Free Association Resolves Cultural Conflict
The very existance of state-provided and/or monopolized services is a boon to cultural conflict over how those services are used and who gets to use them, since the individual must pay for them no matter what and has no real alternative to the singular provider of the service (I.E. the state).
For example, there is endless conflict over the public education system precisely because the individual has little choice but to make use of and pay for it. Everyone battles to pressure the state to enforce their particular preferances for education models, since they don't have a meaningful option to form alternative associations with those who explicitly agree with their preferances. Whatever standards are set by the state apply to everyone involved. If someone objects to a particular standard, they have no choice but to pay for it anyways and quite likely them or their children will end up having to abide by that standard and attend those particular schools.
If people were free to persue such services based on genuine consent, then each individual or group with their own preferances would be able to form into mutual associations and hence a more broad and plural scope of options would exist. Noone would be forced into a model or association that they don't desire or to pay for someone else's preferances. If a given group prefers creationism, they could organize into their own associations that teach creationism. If a given group prefers evolution, they could do likewise. If a given group prefers gay marriages, they can form their own associations to provide them. If a given group does not prefer them, they can form their own associations that don't provide them. Such questions would be reduced in significance to a matter of what flavor of ice cream one prefers.

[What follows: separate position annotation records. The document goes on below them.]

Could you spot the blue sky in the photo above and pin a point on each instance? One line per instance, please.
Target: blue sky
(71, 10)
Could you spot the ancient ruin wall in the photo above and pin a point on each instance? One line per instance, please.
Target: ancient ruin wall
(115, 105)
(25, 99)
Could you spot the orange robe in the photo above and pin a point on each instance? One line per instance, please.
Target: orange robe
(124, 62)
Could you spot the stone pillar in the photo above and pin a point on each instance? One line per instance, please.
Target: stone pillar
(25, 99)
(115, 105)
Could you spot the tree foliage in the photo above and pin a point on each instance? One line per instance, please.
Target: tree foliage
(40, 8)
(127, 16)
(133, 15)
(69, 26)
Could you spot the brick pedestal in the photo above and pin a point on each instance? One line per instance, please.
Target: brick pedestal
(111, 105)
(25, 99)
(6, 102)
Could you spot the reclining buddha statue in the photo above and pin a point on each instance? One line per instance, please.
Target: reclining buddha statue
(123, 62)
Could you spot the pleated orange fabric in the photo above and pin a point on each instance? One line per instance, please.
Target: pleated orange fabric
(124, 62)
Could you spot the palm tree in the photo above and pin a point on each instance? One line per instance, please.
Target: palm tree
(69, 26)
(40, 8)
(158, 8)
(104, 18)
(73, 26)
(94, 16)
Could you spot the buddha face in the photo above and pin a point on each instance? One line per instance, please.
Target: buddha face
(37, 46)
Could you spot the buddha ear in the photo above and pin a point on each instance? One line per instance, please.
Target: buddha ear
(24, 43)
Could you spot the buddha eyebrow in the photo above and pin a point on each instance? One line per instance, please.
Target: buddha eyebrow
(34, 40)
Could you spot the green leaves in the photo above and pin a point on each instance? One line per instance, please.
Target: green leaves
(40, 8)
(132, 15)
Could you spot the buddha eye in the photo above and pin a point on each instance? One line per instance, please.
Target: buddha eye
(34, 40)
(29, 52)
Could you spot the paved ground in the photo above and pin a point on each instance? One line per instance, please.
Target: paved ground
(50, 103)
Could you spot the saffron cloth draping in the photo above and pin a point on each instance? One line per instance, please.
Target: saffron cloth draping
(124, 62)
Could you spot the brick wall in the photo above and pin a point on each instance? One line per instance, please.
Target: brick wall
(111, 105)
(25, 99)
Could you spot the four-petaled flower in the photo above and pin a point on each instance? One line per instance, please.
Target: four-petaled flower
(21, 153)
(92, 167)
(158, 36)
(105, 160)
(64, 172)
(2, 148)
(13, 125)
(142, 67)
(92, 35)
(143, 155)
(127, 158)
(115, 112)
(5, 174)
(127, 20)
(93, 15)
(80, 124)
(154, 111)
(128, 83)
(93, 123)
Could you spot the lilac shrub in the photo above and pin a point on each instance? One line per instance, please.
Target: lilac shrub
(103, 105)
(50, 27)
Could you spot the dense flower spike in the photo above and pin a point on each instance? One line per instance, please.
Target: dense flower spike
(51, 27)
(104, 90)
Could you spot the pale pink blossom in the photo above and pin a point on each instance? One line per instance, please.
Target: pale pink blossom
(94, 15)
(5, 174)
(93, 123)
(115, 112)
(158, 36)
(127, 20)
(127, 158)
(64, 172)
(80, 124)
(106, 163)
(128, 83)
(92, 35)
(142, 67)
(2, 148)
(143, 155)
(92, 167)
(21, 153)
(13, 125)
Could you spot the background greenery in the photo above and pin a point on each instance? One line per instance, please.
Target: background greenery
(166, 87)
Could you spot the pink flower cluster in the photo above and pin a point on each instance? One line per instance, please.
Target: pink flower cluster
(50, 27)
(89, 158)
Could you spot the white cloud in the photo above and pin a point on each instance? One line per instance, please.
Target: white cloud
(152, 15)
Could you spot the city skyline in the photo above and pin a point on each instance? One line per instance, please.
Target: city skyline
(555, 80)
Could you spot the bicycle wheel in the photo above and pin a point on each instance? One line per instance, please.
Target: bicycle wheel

The incentive for such cultural conflict that we currently see in our politically dominated society is removed when people are free to simply "live and let live". They don't have to fight over how to use a singular organization precisely because they have the option to opt out of them and form alternative organizations. People might still disagree with eachother, but their disagreement would not be manifested in such direct hostility and they would not be able to or find any reasonable need to force their particular preferances onto everyone else. The individual can simply disassociate and freely compete with those whom they disagree with. There would no longer be a singular monopolistic apparatus to fight for control over. One can simply patronize or form alternative associations. It's a win-win situation for all.
This does not necessarily imply absolute cultural separatism, as if each group completely isolates themselves from eachother geographically. Free association does not necessarily imply that, for example, all of the Catholics will band together and form an exclusively Catholic community or all of the Muslim people will form an exclusively Muslim community. Such groups can peacefully co-exist and intermingle within a given geographical area or community. Within a single community there may exist a vast multitude of different associations and organizations for an individual to choose from to best suite their personal and cultural preferances.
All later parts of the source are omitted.